IDLab | Internet technology and Data science Lab

AI on Speech/Audio data

IDLab Ghent’s activities on speech and audio data processing revolve around:

Audio and speech enhancement for communications devices for communication devices and hearing aids
Passive and active monitoring of machines and industrial systems for fault detection/prediction/preventive maintenance
Improved audio reproduction for virtual reality applications
Extracting verbal (what is being said) and non-verbal information (who is speaking, how is he/she speaking) from speech and audio

Our focus and expertise lies in the marriage of domain knowledge (in the form of appropriate models) and the strength afforded by data-driven deep learning methods. This allows us to bundle the discriminatory power of deep learning with the better generalisability of model-based approaches, leading to robust, practical algorithms.

IDLab Ghent’s speech and audio data expertise can be applied to any domain where single or multiple channel series recordings need to be captured, enhanced and analysed.

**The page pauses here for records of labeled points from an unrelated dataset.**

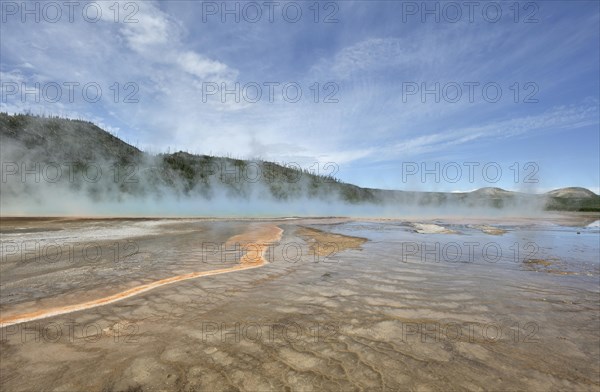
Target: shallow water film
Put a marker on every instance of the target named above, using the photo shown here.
(300, 304)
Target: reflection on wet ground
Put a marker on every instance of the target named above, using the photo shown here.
(391, 305)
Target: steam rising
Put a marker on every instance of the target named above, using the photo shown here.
(58, 167)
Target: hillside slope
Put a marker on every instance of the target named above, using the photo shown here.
(44, 156)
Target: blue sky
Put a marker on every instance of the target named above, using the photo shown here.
(369, 57)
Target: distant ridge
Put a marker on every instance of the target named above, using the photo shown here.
(29, 138)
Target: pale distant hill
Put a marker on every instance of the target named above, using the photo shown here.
(27, 139)
(573, 192)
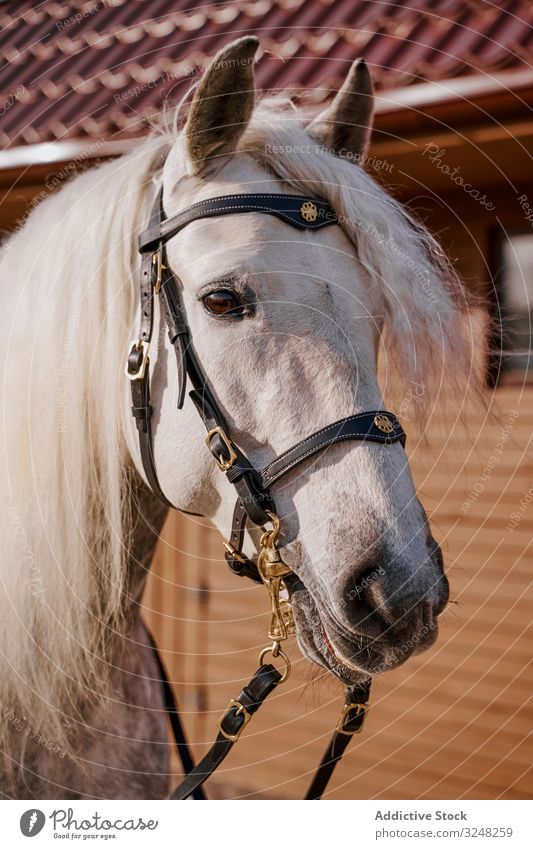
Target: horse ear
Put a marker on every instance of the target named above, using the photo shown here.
(346, 124)
(222, 104)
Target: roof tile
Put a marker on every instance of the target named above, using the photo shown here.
(81, 62)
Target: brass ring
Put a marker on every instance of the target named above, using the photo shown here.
(279, 653)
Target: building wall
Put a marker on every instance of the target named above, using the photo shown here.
(450, 723)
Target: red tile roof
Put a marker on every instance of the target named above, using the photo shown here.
(101, 68)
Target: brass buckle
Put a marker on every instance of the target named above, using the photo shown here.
(233, 551)
(240, 709)
(223, 465)
(157, 260)
(361, 709)
(138, 344)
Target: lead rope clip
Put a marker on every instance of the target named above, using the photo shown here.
(273, 571)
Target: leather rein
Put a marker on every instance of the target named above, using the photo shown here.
(255, 502)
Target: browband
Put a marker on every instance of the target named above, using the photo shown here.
(300, 211)
(254, 499)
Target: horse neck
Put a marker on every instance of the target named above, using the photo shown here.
(148, 516)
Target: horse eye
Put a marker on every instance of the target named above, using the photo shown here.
(222, 302)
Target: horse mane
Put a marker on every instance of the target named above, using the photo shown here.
(67, 300)
(432, 355)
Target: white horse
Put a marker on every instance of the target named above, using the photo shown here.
(82, 710)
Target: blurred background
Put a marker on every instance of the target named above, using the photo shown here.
(80, 81)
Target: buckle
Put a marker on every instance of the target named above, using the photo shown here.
(138, 346)
(361, 710)
(157, 262)
(223, 465)
(232, 552)
(240, 710)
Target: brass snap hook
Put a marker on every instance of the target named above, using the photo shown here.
(276, 651)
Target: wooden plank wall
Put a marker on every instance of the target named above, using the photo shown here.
(451, 723)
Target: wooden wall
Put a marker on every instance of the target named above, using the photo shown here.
(451, 723)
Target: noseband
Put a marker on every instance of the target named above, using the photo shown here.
(255, 502)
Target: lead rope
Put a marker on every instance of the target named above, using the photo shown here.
(239, 711)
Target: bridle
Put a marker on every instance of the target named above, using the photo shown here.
(255, 502)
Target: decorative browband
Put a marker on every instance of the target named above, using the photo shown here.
(300, 211)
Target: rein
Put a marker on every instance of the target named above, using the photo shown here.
(255, 502)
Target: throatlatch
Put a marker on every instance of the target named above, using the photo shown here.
(254, 499)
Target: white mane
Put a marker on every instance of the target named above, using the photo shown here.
(431, 323)
(67, 299)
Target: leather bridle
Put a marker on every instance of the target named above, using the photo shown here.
(255, 502)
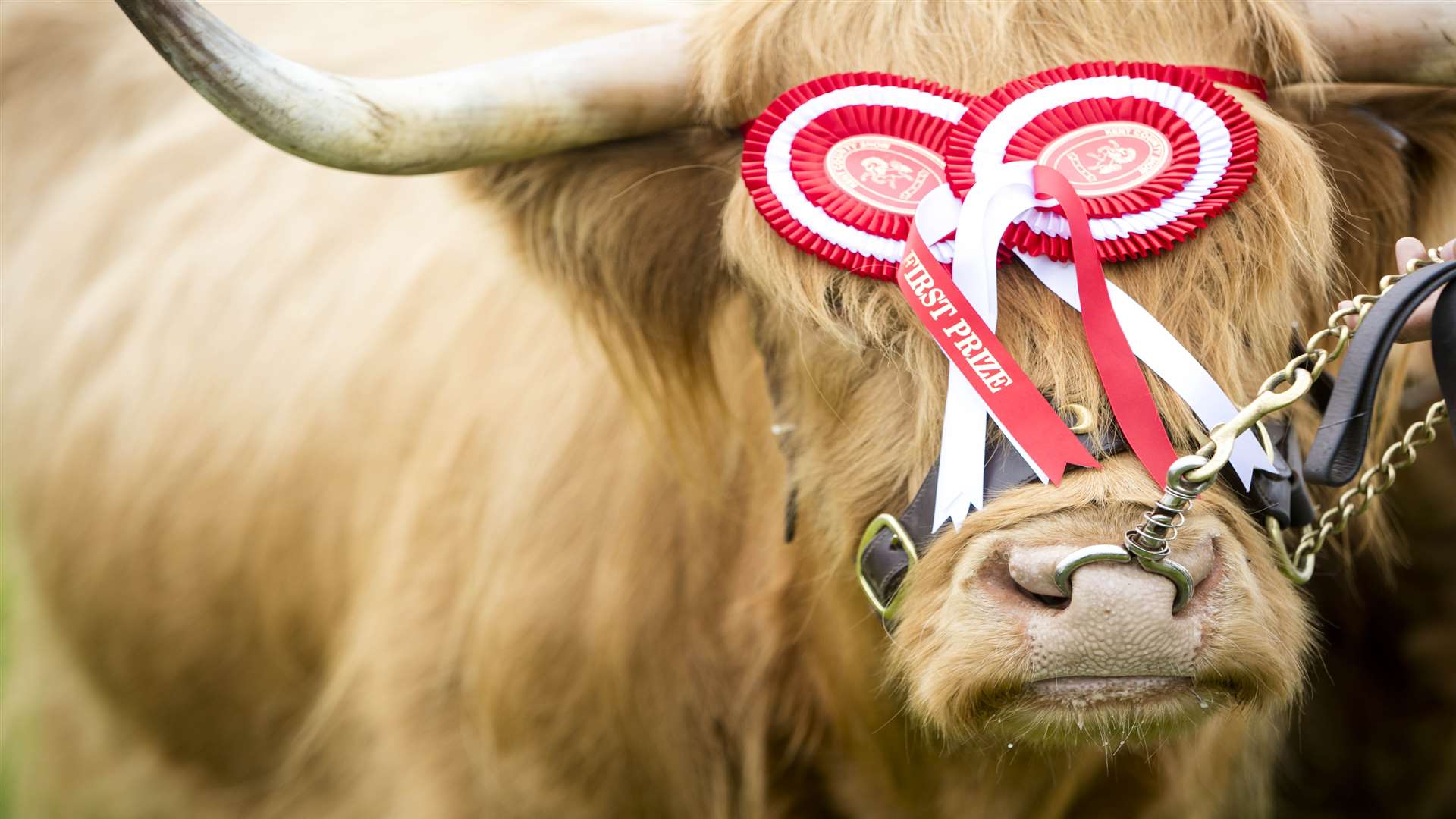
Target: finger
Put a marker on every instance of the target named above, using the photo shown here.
(1405, 249)
(1419, 327)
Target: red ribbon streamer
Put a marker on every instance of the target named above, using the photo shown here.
(1017, 406)
(1116, 363)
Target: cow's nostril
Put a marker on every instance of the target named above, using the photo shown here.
(1033, 588)
(1050, 601)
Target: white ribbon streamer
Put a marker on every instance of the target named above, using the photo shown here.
(1169, 360)
(1006, 194)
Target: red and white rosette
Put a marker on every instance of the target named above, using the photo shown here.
(1152, 150)
(837, 165)
(1069, 168)
(1094, 162)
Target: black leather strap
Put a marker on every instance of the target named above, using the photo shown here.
(1340, 445)
(1443, 347)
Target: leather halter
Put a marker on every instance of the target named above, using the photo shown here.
(892, 548)
(899, 542)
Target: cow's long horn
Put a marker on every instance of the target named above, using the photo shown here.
(601, 89)
(1381, 41)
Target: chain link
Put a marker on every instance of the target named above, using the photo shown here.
(1353, 502)
(1323, 349)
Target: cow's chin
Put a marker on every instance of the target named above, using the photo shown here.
(1107, 711)
(986, 651)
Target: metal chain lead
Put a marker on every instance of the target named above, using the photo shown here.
(1191, 475)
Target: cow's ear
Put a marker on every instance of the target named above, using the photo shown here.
(629, 234)
(1391, 152)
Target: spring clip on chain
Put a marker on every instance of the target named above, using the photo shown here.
(1191, 475)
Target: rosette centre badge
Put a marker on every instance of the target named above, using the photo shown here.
(1109, 158)
(886, 172)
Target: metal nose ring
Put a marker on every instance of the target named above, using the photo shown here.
(1169, 569)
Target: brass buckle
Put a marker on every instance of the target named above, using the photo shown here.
(884, 521)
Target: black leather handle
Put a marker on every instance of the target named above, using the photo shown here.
(1341, 441)
(1443, 347)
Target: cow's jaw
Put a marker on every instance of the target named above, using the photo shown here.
(1003, 654)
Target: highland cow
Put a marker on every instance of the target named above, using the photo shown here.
(343, 496)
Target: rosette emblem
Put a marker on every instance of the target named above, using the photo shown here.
(1066, 169)
(839, 165)
(1152, 152)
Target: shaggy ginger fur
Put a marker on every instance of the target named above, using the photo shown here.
(324, 509)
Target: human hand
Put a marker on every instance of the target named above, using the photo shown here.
(1419, 327)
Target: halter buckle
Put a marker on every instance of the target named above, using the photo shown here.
(899, 535)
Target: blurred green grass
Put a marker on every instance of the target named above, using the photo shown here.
(8, 730)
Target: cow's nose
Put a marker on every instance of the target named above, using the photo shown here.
(1119, 621)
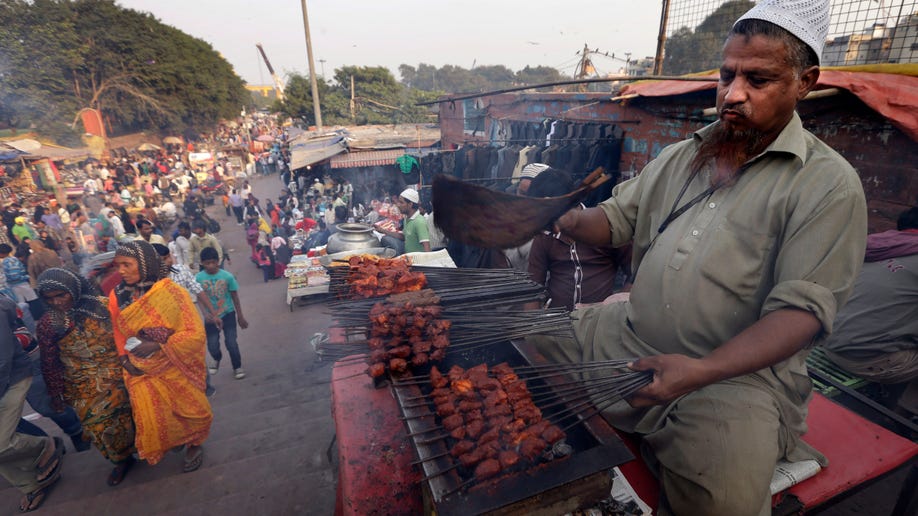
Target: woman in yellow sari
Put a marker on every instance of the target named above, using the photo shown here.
(164, 363)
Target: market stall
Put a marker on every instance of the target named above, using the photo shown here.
(305, 277)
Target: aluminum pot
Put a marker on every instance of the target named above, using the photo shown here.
(351, 236)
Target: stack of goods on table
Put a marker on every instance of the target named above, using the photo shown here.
(487, 433)
(476, 429)
(491, 419)
(305, 272)
(403, 334)
(367, 276)
(408, 331)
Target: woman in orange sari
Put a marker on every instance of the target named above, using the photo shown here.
(164, 363)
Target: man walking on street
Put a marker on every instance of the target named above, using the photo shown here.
(222, 289)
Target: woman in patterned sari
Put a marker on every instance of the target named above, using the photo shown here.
(81, 368)
(165, 372)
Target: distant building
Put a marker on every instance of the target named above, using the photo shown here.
(264, 90)
(904, 44)
(877, 44)
(640, 67)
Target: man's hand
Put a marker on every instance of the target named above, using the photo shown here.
(216, 321)
(673, 376)
(566, 222)
(131, 368)
(145, 349)
(618, 297)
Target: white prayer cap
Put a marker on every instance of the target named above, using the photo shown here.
(533, 169)
(806, 19)
(411, 194)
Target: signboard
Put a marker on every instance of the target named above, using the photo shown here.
(204, 159)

Signal processing and signal extraction from noisy signals are broadly applicable techniques, including in biomedical signal processing. Some example areas are:

Industry 5.0: Predictive maintenance, machine monitoring
Portable and wearable communication devices: Speech and audio capture and analysis for communications
Infrastructure: underwater acoustics
Media: Virtual reality increased immersion, increased intelligibility
Education & therapy: handling speech education problems by analysing children's speech

In addition to the above, speech and audio data are intrinsically time series as well, implying at least partial transferability of research expertise to other domains dealing with time series.